How to stream
On the https://huggingface.co/spaces/hexgrad/Kokoro-TTS page, there is a stream option, which appears to do inference over the very first part of the text, and while this is playing, it goes on to the next part of the text, then somehow adds the additional audio on to the same player (the total time on the player increases as it goes) and you can seemlessly start listening almost immediately even to very long amounts of text.
Is there a way to do this locally? Can I use python somehow with Kokoro to start streaming audio before the whole thing is complete?

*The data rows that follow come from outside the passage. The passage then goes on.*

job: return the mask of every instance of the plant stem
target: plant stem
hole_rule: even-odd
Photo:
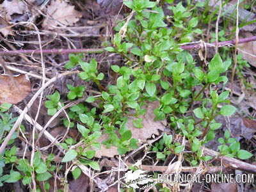
[[[239,40],[237,44],[244,44],[250,42],[256,41],[256,36],[252,36],[250,37],[241,38]],[[184,45],[180,47],[184,50],[189,49],[198,49],[201,48],[200,42],[191,42],[192,45]],[[218,47],[223,47],[230,45],[235,45],[236,41],[224,41],[218,43]],[[206,47],[215,47],[215,44],[206,44]],[[42,52],[44,54],[70,54],[70,53],[102,53],[104,51],[104,48],[99,49],[44,49]],[[28,49],[28,50],[15,50],[15,51],[1,51],[0,55],[9,55],[9,54],[40,54],[41,52],[39,49]]]
[[[216,106],[213,106],[212,111],[212,113],[211,113],[211,116],[210,116],[210,118],[209,118],[209,120],[208,120],[207,124],[206,125],[206,127],[205,127],[205,128],[204,129],[204,132],[203,132],[203,134],[202,134],[202,139],[205,137],[205,136],[206,134],[207,133],[207,132],[208,132],[208,131],[209,131],[209,125],[210,125],[211,122],[212,120],[215,118],[215,116],[214,115],[214,111],[215,111],[216,108]]]
[[[94,83],[96,83],[100,92],[106,91],[106,89],[101,85],[100,83],[98,80],[95,80]]]
[[[196,97],[194,97],[194,99],[192,100],[192,103],[193,101],[195,101],[197,97],[198,97],[200,96],[200,95],[201,95],[201,93],[204,91],[204,90],[208,86],[208,85],[209,85],[209,83],[206,83],[203,88],[200,90],[200,92],[198,92],[198,93],[197,93],[197,95],[196,95]]]

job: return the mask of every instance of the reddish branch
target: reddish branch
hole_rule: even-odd
[[[250,42],[256,41],[256,36],[252,36],[248,38],[239,39],[238,44],[243,44]],[[223,47],[229,45],[235,45],[236,41],[225,41],[220,42],[218,43],[218,47]],[[194,44],[189,45],[182,45],[180,48],[185,50],[189,49],[198,49],[201,47],[215,47],[215,43],[212,44],[205,44],[202,45],[200,43]],[[104,52],[104,49],[44,49],[43,50],[44,54],[70,54],[70,53],[102,53]],[[40,51],[39,49],[28,49],[28,50],[16,50],[16,51],[1,51],[0,55],[8,55],[8,54],[40,54]]]

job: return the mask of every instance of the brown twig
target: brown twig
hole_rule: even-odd
[[[241,38],[239,40],[237,44],[244,44],[250,42],[256,41],[256,36],[252,36],[250,37]],[[202,44],[200,42],[191,43],[193,45],[182,45],[180,48],[184,50],[189,49],[198,49],[201,48]],[[236,45],[236,40],[220,42],[218,47],[223,47],[230,45]],[[214,47],[215,43],[205,44],[206,47]],[[44,49],[44,54],[70,54],[70,53],[102,53],[104,51],[104,48],[99,49]],[[1,51],[0,55],[8,55],[8,54],[40,54],[40,51],[38,49],[28,49],[28,50],[17,50],[17,51]]]

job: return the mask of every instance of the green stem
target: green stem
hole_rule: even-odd
[[[206,125],[206,127],[204,129],[203,134],[202,135],[202,138],[204,138],[205,137],[205,136],[206,135],[206,134],[208,132],[209,125],[210,125],[210,124],[212,122],[212,120],[215,118],[215,116],[214,115],[214,114],[216,109],[216,106],[214,106],[212,111],[212,113],[211,113],[210,118],[209,118],[209,120],[207,121],[207,124]]]
[[[209,83],[206,83],[203,88],[200,90],[200,92],[198,92],[198,93],[197,93],[197,95],[196,95],[196,97],[194,97],[194,99],[193,99],[193,102],[195,101],[199,96],[200,95],[201,95],[201,93],[205,90],[205,88],[208,86],[208,85],[209,85]]]
[[[104,88],[100,84],[100,83],[99,81],[99,80],[95,79],[94,81],[94,83],[96,83],[97,86],[98,86],[99,89],[100,90],[100,92],[102,91],[106,91],[106,88]]]

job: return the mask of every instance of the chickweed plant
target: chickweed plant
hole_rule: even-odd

My use case is that I'd like to build an addon for audiobookshelf which lets you create an audiobook from an ebook and starts streaming it right away even while the audiobook is being created. Audiobookshelf runs on a server but has a local app that runs on mobile, where you can read ebooks or listen to audiobooks that come from the server locally. It would be nice to be able to create an audiobook and not have to wait for the whole thing to finish before starting to listen.
Yes, of course. Python supports multiple threads, so you can have one thread responsible for sentence-by-sentence speech generation and another playing back that speech once the previous sentence has finished playing. The first thread adds the speech data to the end of a queue while the reader thread takes them off the start of the queue. Even a CPU like the Ryzen 5600x does the TTS fast enough to keep up with normal narration speeds.
There are plenty of local implementations of Kokoro TTS on GitHub to get you started.